If each of these three teams has a contender in the title fight next year, F1 could look like the last few seasons of the DTM, with each top driver relying on several others lined up on the same manufacturer to get some success. aid. The ‘push it out’ controversy at the Red Bull Ring a few years ago showed just how ready a team in this series is to go in their quest for the championship.

How far are pilots allowed to help rivals from different teams? This is a delicate area for the police. The International Sporting Code prohibits “manipulation of competitions” which is defined as “an intentional assembly, act or omission aimed at unduly altering the result or the course of a competition in order to remove all or part of the unpredictability of said competition. , aimed at obtaining an unfair advantage for oneself or for others.

While the FIA ​​saw no problem with the actions of Ocon in Monaco or Gasly in Sochi, how far could they push the rules while staying on the right side of the law?

“I should look at it on a case-by-case basis as it arises,” Formula 1 race director Michael Masi told RaceFans question. “I wouldn’t want to anticipate different things about what may or may not happen on the pitch.”

Flashback: 1997 European Grand Prix – Villeneuve wins title as Schumacher attack gets him expelled

After the 1997 European Grand Prix, Williams and McLaren were the subject of an FIA investigation into allegations that they had colluded to decide the outcome of the race. Williams driver Jacques Villeneuve, carrying a damaged car to the checkered flag en route to the world championship, allowed the two McLaren drivers to overtake him.

The World Motorsport Council ruled that “West McLaren Mercedes and Williams Grand Prix Engineering have been able to show that there is no arrangement to fix the results of the 1997 European Grand Prix.

“For the future, in order to avoid possible misunderstandings and ambiguities, the World Motor Sport Council has recommended that all radio transmissions between drivers and their pits be freely accessible by journalists and the public.”

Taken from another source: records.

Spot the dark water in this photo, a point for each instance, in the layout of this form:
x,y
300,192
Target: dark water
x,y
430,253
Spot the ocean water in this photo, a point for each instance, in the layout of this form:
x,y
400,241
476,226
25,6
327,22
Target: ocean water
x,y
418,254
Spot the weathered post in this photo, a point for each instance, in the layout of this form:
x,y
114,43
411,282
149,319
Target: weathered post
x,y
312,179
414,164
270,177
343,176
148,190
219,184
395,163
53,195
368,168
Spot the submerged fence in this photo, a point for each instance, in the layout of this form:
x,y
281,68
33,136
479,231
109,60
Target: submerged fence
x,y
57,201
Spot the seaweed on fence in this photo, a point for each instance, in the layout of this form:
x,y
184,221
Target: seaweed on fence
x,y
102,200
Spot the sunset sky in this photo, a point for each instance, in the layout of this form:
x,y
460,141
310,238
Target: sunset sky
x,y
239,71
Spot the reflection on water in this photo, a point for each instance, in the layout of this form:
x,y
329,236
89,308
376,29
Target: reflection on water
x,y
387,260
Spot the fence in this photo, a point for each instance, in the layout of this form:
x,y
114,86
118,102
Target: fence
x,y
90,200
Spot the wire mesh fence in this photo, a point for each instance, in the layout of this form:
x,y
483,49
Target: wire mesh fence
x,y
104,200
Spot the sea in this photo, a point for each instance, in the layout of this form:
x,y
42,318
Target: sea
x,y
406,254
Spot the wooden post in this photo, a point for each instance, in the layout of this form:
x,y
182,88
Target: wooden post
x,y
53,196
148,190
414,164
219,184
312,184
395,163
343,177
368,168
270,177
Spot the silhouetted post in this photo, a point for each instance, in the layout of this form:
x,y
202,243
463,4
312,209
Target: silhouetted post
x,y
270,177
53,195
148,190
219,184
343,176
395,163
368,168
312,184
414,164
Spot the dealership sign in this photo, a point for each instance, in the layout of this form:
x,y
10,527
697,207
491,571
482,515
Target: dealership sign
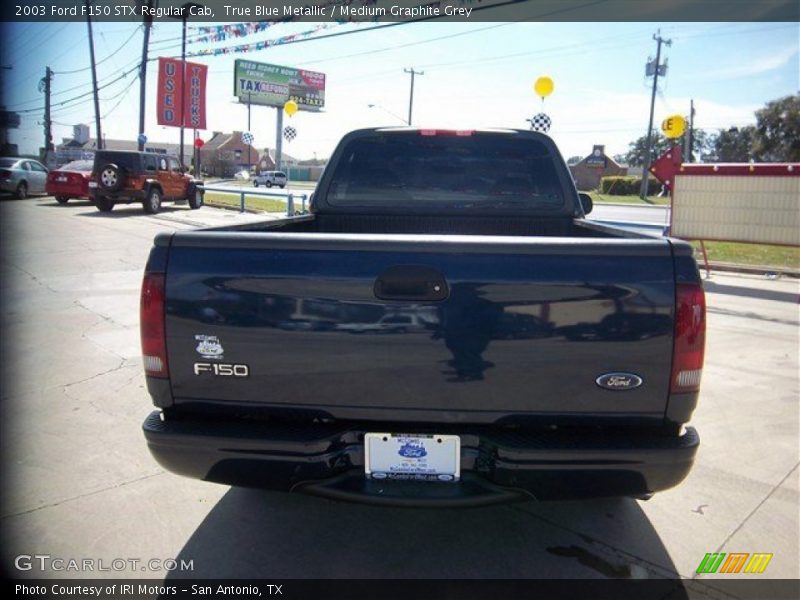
x,y
274,85
170,93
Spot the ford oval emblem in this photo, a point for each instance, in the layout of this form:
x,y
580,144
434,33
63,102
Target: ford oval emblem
x,y
619,381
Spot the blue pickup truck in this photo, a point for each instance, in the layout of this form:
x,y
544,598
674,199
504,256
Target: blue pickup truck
x,y
445,328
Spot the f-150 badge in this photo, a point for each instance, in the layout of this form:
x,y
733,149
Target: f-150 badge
x,y
619,381
209,346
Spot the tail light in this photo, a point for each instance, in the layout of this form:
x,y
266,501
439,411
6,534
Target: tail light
x,y
151,324
690,338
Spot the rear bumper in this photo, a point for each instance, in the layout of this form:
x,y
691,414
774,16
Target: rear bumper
x,y
497,465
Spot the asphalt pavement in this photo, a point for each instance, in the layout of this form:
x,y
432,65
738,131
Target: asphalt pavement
x,y
79,481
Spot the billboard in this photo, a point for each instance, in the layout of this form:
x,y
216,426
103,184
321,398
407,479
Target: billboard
x,y
744,206
169,94
274,85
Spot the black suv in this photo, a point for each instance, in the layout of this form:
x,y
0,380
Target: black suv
x,y
144,177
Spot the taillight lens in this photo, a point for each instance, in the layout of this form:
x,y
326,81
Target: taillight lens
x,y
690,338
151,325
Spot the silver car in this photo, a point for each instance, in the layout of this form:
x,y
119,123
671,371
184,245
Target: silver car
x,y
22,176
270,178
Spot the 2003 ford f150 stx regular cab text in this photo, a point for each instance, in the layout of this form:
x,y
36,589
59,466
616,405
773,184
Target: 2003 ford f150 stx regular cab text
x,y
444,328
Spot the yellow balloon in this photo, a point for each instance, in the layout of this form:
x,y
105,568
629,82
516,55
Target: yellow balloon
x,y
290,107
544,86
674,126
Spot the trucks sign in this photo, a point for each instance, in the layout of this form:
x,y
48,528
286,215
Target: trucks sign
x,y
274,85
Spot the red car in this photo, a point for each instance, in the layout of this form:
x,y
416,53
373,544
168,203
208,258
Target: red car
x,y
70,181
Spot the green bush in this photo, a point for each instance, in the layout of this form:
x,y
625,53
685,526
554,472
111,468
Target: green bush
x,y
627,186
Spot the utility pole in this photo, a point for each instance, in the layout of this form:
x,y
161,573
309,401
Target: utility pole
x,y
48,124
647,151
411,96
185,17
98,133
689,140
148,23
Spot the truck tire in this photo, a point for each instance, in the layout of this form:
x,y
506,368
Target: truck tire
x,y
104,204
111,177
152,203
195,198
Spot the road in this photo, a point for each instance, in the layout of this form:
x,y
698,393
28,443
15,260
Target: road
x,y
79,481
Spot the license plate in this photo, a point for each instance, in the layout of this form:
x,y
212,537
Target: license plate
x,y
418,457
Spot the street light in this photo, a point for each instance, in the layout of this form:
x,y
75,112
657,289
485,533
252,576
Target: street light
x,y
388,112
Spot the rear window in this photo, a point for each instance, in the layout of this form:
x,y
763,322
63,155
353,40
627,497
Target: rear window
x,y
481,170
78,165
127,160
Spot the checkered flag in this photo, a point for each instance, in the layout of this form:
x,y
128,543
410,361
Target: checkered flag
x,y
289,133
540,122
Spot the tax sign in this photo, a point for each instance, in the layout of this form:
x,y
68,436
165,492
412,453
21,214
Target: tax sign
x,y
172,73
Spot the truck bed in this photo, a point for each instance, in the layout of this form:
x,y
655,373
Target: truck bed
x,y
524,326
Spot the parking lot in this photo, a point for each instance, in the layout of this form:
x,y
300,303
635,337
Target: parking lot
x,y
80,483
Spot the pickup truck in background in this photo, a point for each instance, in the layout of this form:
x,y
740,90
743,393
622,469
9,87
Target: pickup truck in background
x,y
519,349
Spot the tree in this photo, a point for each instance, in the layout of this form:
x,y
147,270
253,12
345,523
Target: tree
x,y
733,145
703,146
777,131
636,149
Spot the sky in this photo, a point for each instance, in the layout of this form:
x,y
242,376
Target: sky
x,y
475,75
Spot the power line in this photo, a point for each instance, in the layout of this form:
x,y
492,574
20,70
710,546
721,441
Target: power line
x,y
72,100
125,43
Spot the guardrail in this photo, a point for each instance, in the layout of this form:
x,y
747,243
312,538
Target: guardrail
x,y
290,197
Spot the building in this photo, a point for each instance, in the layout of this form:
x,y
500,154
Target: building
x,y
588,172
225,154
82,146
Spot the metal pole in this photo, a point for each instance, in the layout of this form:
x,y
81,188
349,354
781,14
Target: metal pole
x,y
411,95
148,22
646,165
48,134
184,18
279,139
690,136
98,132
249,158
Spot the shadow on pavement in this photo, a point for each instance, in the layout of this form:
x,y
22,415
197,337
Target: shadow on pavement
x,y
253,533
131,210
750,292
73,203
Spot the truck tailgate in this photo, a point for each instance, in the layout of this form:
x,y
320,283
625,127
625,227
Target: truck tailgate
x,y
351,326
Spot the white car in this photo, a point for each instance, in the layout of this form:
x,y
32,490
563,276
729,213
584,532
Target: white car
x,y
22,176
270,178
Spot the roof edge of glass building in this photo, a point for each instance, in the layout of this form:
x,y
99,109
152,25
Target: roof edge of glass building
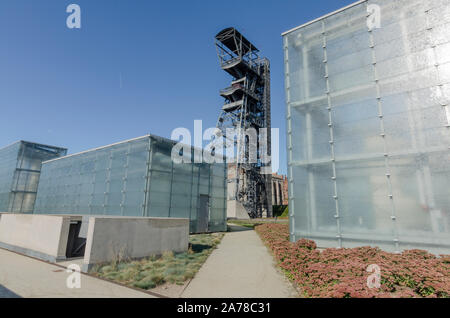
x,y
324,17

However, Masi said the 24-year-old case would not necessarily set a precedent for how a similar scenario would be handled today. “We are talking about 97, a very long time ago,” he said. “So I think you should look at everything on the merits of what’s out there, what’s going on, and investigate if necessary, based on what may or may not have happened.”

With seven races to go, only two points remain between Hamilton and Verstappen at the top of the standings. The winner can be decided not only by who is the fastest driver and which team built the best car, but also by who has the most influence on the grid.